You may provide a letter of invitation or support. It is possible, however, that the consular officer may not ask to see the letter during the brief interview, and you must understand that no letter or other single piece of paper can guarantee the issuance of a visa to a friend or relative. A visa applicant qualifies for a visa because his or circumstances meet the requirements of the Immigration and Nationality Act (INA), not because of a U.S. sponsor's assurance.
You are encouraged to supply such a letter directly to the visa applicant. The applicant can then bring the letter to the visa interview. It is not advisable that you send the letter to the U.S. Embassy in anticipation of a visa application.
What can I do if an acquaintance is refused a visa under 214(b) for lack of a residence abroad?
Encourage your relative, friend, or student to carefully review his or her situation and evaluate his or her ties to the home country realistically. You can suggest that they write down on paper what qualifying ties they think they have that may not have been evaluated at the time of their interview with the consular officer. Also, if they have been refused, they should review what documents were submitted for the officer to consider.
Applicants refused visas under Section 214(b) may reapply for a nonimmigrant visa. When they do, they will have to show further evidence of their ties or how their circumstances have changed since the time of the original application. It may help to answer the following questions before reapplying: (1) Did I explain my situation accurately?; (2) Did the consular officer overlook something?; and (3) Is there any additional information I can present to establish my residence and strong ties abroad?
Students & Visa Denials
Some students are confused when, after presenting an I-20 Form (Certificate of Eligibility for Nonimmigrant Student Status) from their chosen school in the U.S., they find they are not qualified for a student visa. Just as with visitors, Section 214(b) requires students to show they will leave the U.S. after they finish their studies. An I-20 Form is one of several documents that allow an applicant to apply for a student visa, but cannot guarantee qualification. If it appears a student's purpose is not to obtain an education that will advance their life in their home country, but will instead allow an indefinite stay in the U.S. for themselves or their family, the student will not qualify for a visa.

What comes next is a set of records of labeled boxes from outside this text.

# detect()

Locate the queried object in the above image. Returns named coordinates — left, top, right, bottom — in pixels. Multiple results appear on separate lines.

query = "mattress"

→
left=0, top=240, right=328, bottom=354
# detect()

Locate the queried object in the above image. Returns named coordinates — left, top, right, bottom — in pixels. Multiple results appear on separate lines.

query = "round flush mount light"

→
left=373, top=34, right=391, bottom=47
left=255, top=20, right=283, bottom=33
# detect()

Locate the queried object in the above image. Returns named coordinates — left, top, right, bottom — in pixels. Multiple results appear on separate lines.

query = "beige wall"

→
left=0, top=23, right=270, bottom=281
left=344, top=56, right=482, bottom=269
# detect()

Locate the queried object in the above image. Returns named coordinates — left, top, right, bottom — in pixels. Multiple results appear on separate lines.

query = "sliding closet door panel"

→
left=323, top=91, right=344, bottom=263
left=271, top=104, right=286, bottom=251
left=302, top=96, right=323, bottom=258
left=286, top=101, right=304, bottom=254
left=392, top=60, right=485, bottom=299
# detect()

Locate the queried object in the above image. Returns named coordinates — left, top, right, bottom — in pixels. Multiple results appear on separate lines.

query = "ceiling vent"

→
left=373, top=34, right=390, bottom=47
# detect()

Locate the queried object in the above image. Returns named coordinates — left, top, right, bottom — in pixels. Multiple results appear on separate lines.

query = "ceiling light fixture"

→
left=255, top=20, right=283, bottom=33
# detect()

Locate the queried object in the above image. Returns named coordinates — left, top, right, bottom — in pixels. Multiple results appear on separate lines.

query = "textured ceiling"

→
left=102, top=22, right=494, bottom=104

To reapply you must start the visa application process again. You are advised to reapply only if there are significant changes in your circumstances that were not presented at your previous visa interview.
Further Instructions & Information:
In the absence of significant changes in the case or your circumstances it is unlikely that you will be issued a visa
Please consider the full cost of reapplying for a visa before you start the visa application process again
You will be required to fill out new visa application forms and pay all the fees and charges again
There is no limit to the number of times you may apply for a U.S. nonimmigrant visa
To reapply for a visa, click here.
If the consular officer suspends further action on your case under Section 221(g) of the Immigration and Nationality Act (INA), then it means that your visa application was not complete, or that it requires further administrative action. It may be that you did not bring all the required documents with you to the interview, or possibly another U.S. government agency must review your visa application before the consular officer can make a final decision about your case. If your application is placed on hold under Section 221(g), then you must follow all the instructions given to you when the consular officer temporarily suspended action your visa application.
Further Instructions & Information:
If you were requested to wait until the U.S. Embassy contacts you, then please do not phone the Embassy or make an appointment. Your case requires further administrative processing and the Embassy will contact you once this processing has been completed.
You may be required to fill out a new visa application form. Refer to the instructions given to you at the time your visa application was temporarily denied.
If you reapply for a visa within one year of a Section 221(g) suspension, then you will not need to pay the visa application fee again.